Il est vrai qu’on ne trouve ni diligences, ni hôtels. On est forcé de voyager à cheval ou sur des mulets, d’emporter avec soi toutes les provisions nécessaires, de faire route au grand soleil pendant des journées entières, et de n’avoir, la nuit, pour tout abri que les bordj, plus ou moins ruinés, échelonnés le long du trajet, ou l’hospitalité des cheiks.
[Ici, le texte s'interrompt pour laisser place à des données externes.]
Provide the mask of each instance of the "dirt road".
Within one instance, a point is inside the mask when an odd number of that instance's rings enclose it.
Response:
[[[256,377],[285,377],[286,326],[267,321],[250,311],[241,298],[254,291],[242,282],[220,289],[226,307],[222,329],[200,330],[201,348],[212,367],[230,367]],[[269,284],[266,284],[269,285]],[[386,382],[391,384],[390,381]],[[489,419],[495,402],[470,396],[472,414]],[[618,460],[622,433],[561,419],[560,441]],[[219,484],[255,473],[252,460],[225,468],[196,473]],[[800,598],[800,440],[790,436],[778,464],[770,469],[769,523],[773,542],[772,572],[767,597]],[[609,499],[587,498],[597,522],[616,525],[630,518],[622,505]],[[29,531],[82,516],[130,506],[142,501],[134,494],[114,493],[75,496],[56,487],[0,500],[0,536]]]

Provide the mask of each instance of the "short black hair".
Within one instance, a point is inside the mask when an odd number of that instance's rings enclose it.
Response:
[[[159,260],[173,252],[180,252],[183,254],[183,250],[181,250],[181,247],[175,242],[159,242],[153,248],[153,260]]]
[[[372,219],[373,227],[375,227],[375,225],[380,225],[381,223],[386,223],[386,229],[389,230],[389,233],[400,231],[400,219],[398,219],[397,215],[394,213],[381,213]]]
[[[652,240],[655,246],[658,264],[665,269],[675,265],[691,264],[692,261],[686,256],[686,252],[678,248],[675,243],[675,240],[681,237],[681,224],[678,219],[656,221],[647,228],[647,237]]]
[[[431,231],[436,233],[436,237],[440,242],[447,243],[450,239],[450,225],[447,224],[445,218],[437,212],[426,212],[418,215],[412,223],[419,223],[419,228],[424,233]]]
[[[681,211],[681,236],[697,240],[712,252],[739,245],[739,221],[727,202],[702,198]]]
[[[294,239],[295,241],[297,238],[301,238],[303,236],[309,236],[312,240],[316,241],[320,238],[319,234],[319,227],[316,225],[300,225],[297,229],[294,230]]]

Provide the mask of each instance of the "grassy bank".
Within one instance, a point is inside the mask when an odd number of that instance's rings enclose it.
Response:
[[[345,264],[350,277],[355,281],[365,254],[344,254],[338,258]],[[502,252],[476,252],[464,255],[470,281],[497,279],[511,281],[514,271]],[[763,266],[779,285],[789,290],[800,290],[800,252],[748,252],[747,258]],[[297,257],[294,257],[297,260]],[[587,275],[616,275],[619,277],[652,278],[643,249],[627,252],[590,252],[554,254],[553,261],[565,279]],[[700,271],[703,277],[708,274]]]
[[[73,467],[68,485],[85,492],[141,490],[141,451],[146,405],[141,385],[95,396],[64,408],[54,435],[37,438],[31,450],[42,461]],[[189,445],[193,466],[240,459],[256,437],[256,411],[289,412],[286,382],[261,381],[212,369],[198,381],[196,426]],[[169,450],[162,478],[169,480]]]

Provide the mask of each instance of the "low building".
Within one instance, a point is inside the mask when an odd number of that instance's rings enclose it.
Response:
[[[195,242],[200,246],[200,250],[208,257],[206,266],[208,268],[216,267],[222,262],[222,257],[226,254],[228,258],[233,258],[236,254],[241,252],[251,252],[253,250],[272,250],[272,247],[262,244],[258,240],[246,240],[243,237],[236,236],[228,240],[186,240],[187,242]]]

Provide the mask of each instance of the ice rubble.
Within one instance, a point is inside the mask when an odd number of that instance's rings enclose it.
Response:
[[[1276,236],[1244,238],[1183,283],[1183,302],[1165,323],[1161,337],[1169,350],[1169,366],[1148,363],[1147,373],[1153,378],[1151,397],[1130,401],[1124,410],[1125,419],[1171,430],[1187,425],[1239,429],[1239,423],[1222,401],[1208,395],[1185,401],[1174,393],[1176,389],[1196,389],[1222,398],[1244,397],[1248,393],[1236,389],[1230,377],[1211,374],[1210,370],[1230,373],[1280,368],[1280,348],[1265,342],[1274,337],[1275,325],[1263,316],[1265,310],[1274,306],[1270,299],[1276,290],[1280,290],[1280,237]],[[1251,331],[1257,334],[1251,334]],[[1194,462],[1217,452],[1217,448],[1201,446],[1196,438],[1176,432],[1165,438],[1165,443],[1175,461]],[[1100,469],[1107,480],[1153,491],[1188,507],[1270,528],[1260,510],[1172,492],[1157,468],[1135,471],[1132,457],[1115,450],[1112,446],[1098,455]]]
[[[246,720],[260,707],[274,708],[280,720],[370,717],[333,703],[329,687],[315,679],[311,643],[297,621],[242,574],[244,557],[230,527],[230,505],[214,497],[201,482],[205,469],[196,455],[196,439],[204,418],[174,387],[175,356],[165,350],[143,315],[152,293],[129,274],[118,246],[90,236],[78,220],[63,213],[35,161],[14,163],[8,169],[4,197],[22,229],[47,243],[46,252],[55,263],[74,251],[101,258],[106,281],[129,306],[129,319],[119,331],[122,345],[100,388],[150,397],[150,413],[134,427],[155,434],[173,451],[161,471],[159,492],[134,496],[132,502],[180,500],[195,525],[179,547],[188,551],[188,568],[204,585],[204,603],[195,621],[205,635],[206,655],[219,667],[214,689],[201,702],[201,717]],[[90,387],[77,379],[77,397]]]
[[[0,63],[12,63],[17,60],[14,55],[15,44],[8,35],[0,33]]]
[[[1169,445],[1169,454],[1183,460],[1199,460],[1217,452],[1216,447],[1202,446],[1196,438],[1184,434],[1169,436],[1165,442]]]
Mais, à vrai dire, il importe assez peu, et ce n’est pas pour trouver les raffinemens du luxe qu’on s’éloigne de la France.

De crainte qu’on ne s’exagère ce que nous entendons par le mot : « hospitalité des cheiks, » nous dirons qu’elle consiste seulement en un abri donné aux voyageurs. Dès qu’on arrive dans un village, on demande la maison du cheik, et il n’est pas besoin de recommandation spéciale ou de lettres d’introduction pour être accueilli. Ces pauvres diables de cheiks sont d’assez bonnes gens en somme, qui sont trop heureux de faire valoir, pour être exemptés de quelque impôt, le souvenir d’une assistance donnée à un voyageur français. On entre dans la hutte de palmiers et de boue. Toute la famille (sans les femmes bien entendu) est accroupie sur des nattes, humant silencieusement le café ; et quand l’étranger vient, on se contente de se ranger pour lui faire place. On lui offre une tasse de café, une galette de pain sans levain et quelques dattes. On lui demande d’où il vient, où il va, qui il est. On l’interroge sur les événemens récens qu’il a appris, et qu’il peut raconter ; et, le soir venu, on lui donne asile au milieu de la famille, pour qu’enveloppé dans son burnous ou sa couverture, il puisse se reposer des fatigues de la journée. Certes, ce n’est pas là cette hospitalité orientale dont on parle dans les contes arabes ; mais à tout prendre, ces pauvres cheiks offrent ce qu’ils ont, et ce n’est pas leur faute si ce qu’ils offrent est peu de chose.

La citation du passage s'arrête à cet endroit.